[BUG] `distinct_count_approx` does not work with array types
Query Information
PPL Query:
source = opensearch_dashboards_sample_data_ecommerce
| stats distinct_count_approx(`manufacturer`) as dc
Expected Result:
distinct_count_approx should return an approximate distinct count of the values in the manufacturer field, regardless of whether the field is a single value or an array.
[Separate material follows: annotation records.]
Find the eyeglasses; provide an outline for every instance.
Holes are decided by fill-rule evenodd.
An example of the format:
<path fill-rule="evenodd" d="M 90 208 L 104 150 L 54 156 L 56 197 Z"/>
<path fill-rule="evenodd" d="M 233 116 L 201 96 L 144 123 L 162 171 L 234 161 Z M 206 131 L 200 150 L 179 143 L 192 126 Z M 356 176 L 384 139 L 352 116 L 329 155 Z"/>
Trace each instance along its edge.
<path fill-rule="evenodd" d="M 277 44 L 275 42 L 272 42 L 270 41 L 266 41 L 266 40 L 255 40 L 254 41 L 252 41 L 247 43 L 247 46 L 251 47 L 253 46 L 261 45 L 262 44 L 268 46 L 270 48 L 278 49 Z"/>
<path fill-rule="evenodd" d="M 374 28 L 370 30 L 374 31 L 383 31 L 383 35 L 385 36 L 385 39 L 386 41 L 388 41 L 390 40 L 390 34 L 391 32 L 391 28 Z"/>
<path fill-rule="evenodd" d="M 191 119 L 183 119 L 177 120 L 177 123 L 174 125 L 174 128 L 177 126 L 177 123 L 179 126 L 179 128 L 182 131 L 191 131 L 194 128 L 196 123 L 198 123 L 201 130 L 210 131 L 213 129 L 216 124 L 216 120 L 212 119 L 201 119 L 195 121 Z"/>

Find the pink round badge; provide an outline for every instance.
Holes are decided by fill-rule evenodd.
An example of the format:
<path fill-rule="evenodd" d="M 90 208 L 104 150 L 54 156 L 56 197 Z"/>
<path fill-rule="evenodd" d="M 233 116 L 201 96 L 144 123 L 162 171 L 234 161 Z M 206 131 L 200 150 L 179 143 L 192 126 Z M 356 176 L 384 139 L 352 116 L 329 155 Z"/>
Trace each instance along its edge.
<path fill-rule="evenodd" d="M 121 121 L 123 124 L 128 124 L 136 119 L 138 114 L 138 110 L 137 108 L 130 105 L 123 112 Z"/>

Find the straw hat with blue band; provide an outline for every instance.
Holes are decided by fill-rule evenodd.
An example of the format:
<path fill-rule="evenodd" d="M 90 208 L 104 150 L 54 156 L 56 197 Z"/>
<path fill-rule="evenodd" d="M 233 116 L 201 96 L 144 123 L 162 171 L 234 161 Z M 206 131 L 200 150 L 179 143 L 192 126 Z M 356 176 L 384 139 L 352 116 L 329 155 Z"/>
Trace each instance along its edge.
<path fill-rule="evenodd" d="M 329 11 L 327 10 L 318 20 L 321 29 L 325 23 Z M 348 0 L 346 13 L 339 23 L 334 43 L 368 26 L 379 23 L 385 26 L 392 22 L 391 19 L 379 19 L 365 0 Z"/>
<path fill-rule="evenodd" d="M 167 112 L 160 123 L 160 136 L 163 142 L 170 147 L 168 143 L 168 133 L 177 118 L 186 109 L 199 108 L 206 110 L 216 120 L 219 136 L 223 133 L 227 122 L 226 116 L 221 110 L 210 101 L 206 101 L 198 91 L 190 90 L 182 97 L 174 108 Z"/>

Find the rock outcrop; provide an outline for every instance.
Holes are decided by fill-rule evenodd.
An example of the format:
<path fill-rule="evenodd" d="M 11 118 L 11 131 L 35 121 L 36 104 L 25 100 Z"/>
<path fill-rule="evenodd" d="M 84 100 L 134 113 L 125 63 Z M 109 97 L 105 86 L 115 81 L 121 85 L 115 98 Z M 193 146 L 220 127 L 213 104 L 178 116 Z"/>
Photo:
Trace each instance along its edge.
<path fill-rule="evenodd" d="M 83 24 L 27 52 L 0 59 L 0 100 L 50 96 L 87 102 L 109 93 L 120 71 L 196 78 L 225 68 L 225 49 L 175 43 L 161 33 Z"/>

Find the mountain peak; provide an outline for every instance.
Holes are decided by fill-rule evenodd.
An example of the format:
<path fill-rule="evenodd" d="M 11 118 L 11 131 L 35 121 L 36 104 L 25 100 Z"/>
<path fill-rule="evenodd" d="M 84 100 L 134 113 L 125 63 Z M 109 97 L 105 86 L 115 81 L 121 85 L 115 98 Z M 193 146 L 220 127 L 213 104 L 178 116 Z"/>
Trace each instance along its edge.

Actual Result: The query fails when the target field is of array type:
{
"error": {
"reason": "There was internal problem at backend",
"details": "java.sql.SQLException: exception while executing query: class java.util.ArrayList cannot be cast to class java.lang.String (java.util.ArrayList and java.lang.String are in module java.base of loader 'bootstrap')",
"type": "RuntimeException"
},
"status": 500
}
Steps to Reproduce:
-
Create an index with an array-type field (e.g.,
manufactureras["A", "B"]). -
Run:
source = your_index | stats distinct_count_approx(`manufacturer`) -
Observe that the query fails with a
500 Internal Server Error.
I'm looking on this.
Previously, it fails since it doesn't pushdown. I already push down approx distinct count in #4614 . But we cannot apply aggregation on array rows when its scheme is not nested. This is decided by the calcite architecture.